Una possibile soluzione, che in ambiente bancario è ancora oggi presente, è quella di bloccare la possibilità di connessione di chiavette USB, anche se evidentemente questo approccio può creare problemi operativi, cui bisogna pensare per tempo e cui bisogna dare una soluzione altrettanto per tempo.
Ancora una volta, bisogna trovare un compromesso tra facilità d’uso e sicurezza d’uso e, ancora una volta, non invidio i responsabili informatici del mondo della sanità, che oltretutto hanno a che fare con controparti, come dichiarato in precedenza, poco sensibili a questi problemi.

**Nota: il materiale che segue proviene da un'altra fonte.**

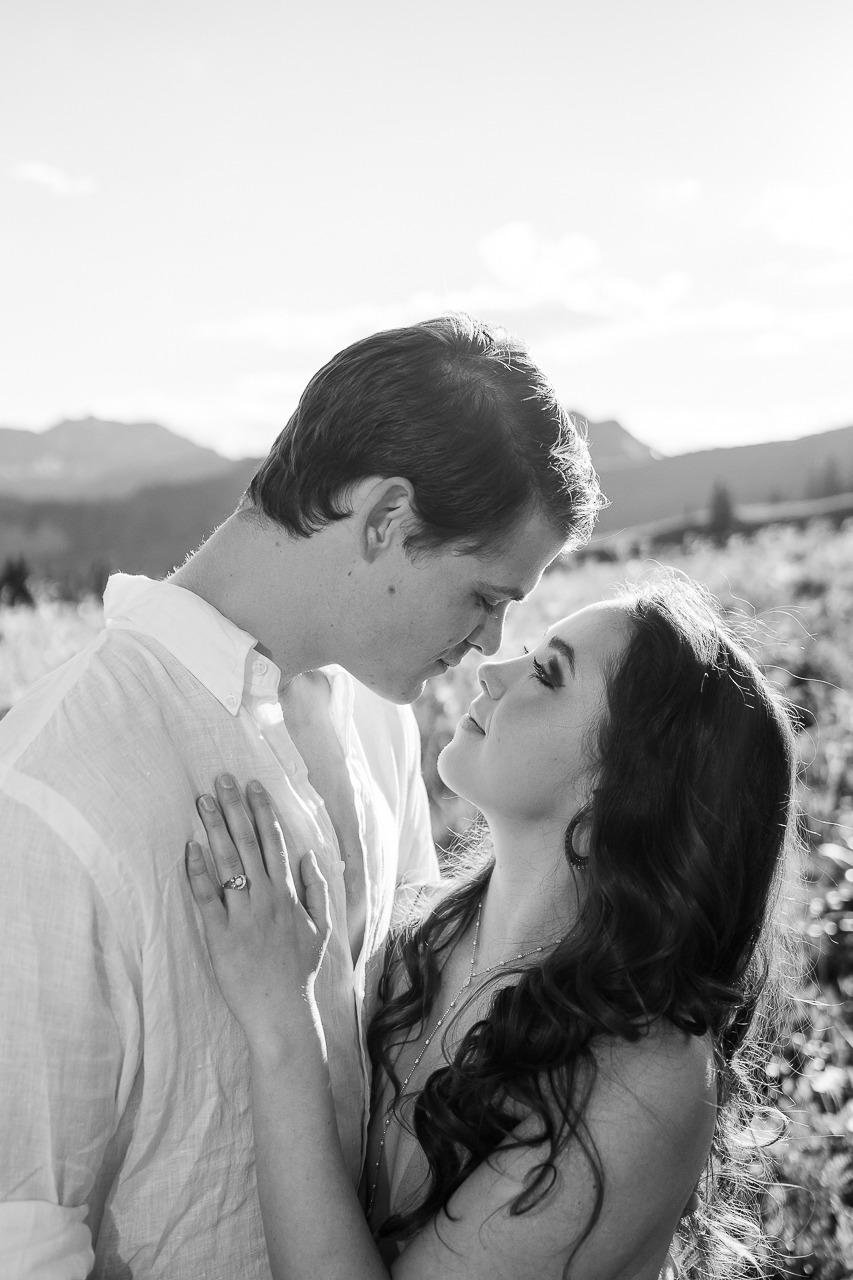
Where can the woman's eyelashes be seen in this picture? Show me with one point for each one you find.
(550, 676)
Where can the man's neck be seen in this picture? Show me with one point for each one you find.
(265, 583)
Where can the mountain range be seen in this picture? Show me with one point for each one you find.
(90, 496)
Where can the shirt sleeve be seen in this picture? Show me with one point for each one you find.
(69, 1046)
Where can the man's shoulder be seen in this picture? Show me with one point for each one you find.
(83, 700)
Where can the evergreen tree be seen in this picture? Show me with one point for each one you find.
(721, 517)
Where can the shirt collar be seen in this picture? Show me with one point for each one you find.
(206, 643)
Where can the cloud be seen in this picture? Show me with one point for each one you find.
(529, 275)
(679, 191)
(812, 218)
(48, 176)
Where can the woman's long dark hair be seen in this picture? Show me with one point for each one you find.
(689, 822)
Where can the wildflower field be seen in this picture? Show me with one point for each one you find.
(797, 589)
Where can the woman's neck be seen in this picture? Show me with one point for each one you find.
(532, 899)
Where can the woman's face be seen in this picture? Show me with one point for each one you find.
(523, 750)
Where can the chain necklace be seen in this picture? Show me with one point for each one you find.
(471, 976)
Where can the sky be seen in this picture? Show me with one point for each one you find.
(203, 201)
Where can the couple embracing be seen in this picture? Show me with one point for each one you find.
(247, 1028)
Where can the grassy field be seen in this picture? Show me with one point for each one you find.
(797, 588)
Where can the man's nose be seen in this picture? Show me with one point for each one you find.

Può darsi che l’entrata in vigore del nuovo Regolamento Europeo 2016 /679, con le sanzioni pesantissime applicabili a coloro che non tutelano a sufficienza i dati personali degli interessati, potrà costituire un valido incentivo a fare di più e di meglio in questo delicatissimo settore.
Adalberto Biasiotti
Regolamento (Ue) 2016/679 del Parlamento Europeo e del Consiglio del 27 aprile 2016 relativo alla protezione delle persone fisiche con riguardo al trattamento dei dati personali, nonché alla libera circolazione di tali dati e che abroga la direttiva 95/46/CE (regolamento generale sulla protezione dei dati)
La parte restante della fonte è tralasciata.